The Graduate Diploma in English and Hong Kong Law (GDEHKL) is a Hong Kong graduate diploma programme that allows students that did not take law as an undergraduate degree (i.e. "non-law students") to "convert" to law, before going onto a professional qualification course and ultimately legal training.

The GDEHKL is a localised mutation of the Common Professional Examination of England and Wales (CPE), or Postgraduate Diploma in Law (PGDL). It is jointly offered by the University of Hong Kong's School of Professional and Continuing Education (HKU SPACE) as the course operator, and Manchester Metropolitan University as the qualification awarding institution. The completion of the course qualifies students to proceed to legal training courses in Hong Kong and England & Wales or to many LL.M. programmes. Graduates of the GDEHKL include Justice Anthea Pang Po-kam of the Court of Appeal of the High Court, Justice Linda Chan Ching-fan of the Court of First Instance of the High Court and Tonyee Chow Hang-tung, a Vice Chairman of the Hong Kong Alliance in Support of Patriotic Democratic Movements of China who has been charged and denied bail under Hong Kong's National Security Law. Justice Pang sent a message to the 2021 Graduation Ceremony of the GDEHKL.
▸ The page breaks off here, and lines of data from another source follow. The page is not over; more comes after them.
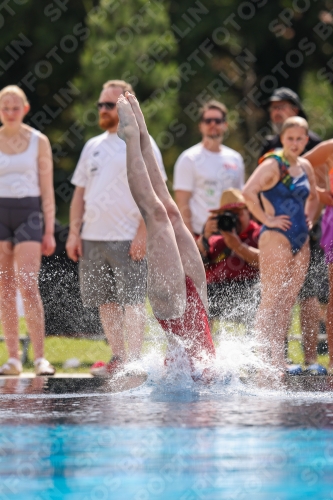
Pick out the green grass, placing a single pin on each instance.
(59, 349)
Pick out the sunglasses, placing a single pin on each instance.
(208, 121)
(106, 105)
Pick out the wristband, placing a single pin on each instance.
(205, 243)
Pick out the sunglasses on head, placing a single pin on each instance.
(106, 105)
(218, 121)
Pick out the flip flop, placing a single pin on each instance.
(294, 370)
(315, 369)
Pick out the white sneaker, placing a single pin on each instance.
(12, 367)
(43, 367)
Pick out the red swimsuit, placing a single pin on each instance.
(193, 326)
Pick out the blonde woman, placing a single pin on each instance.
(26, 199)
(287, 186)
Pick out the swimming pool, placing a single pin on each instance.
(153, 442)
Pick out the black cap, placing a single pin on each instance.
(285, 94)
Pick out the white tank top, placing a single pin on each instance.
(19, 172)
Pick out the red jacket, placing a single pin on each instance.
(224, 264)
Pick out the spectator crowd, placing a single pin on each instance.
(265, 245)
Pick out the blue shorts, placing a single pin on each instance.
(21, 220)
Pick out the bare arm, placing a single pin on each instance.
(74, 243)
(45, 171)
(182, 199)
(262, 179)
(138, 246)
(311, 206)
(318, 155)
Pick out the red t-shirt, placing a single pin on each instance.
(224, 264)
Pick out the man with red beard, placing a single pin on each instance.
(108, 235)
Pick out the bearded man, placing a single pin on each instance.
(108, 236)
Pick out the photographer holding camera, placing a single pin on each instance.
(228, 245)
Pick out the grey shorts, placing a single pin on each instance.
(108, 274)
(21, 219)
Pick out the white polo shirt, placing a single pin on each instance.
(206, 175)
(111, 213)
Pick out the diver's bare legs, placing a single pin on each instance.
(189, 253)
(166, 276)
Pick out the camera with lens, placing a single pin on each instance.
(227, 221)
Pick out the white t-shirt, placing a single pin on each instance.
(206, 175)
(111, 213)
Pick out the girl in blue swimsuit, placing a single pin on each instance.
(287, 188)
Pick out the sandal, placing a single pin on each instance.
(294, 370)
(43, 367)
(315, 369)
(12, 367)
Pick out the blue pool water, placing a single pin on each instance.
(161, 442)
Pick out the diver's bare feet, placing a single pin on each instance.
(127, 126)
(137, 111)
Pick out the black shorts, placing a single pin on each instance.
(316, 280)
(21, 219)
(235, 301)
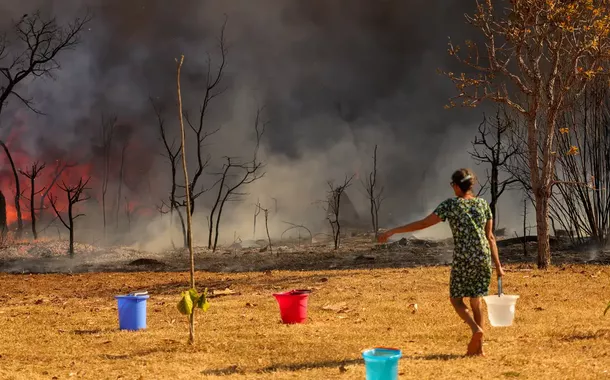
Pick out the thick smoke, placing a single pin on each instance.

The GDEHKL is the only postgraduate law programme in Hong Kong which substantially satisfies both the requirements for entry into the Postgraduate Certificate in Laws (PCLL) for those who intend to practice law in Hong Kong, and also the requirements for entry into legal training courses for those who intend to practice in England and Wales. The GDEHKL is recognised by the Standing Committee on Legal Education and Training as demonstrating competence in the three Top-up Subjects on Hong Kong law required for entry to the PCLL. Graduates of the GDEHKL who continue on to take the additional MMU LLB year after the CPE will have passed all necessary law subjects required for PCLL eligibility.

The GDEHKL is an exempted course under a Hong Kong law known as the Non-Local Higher and Professional Education (Regulation) Ordinance, which states that it is a matter of discretion for individual employers to recognize any qualification to which this course may lead.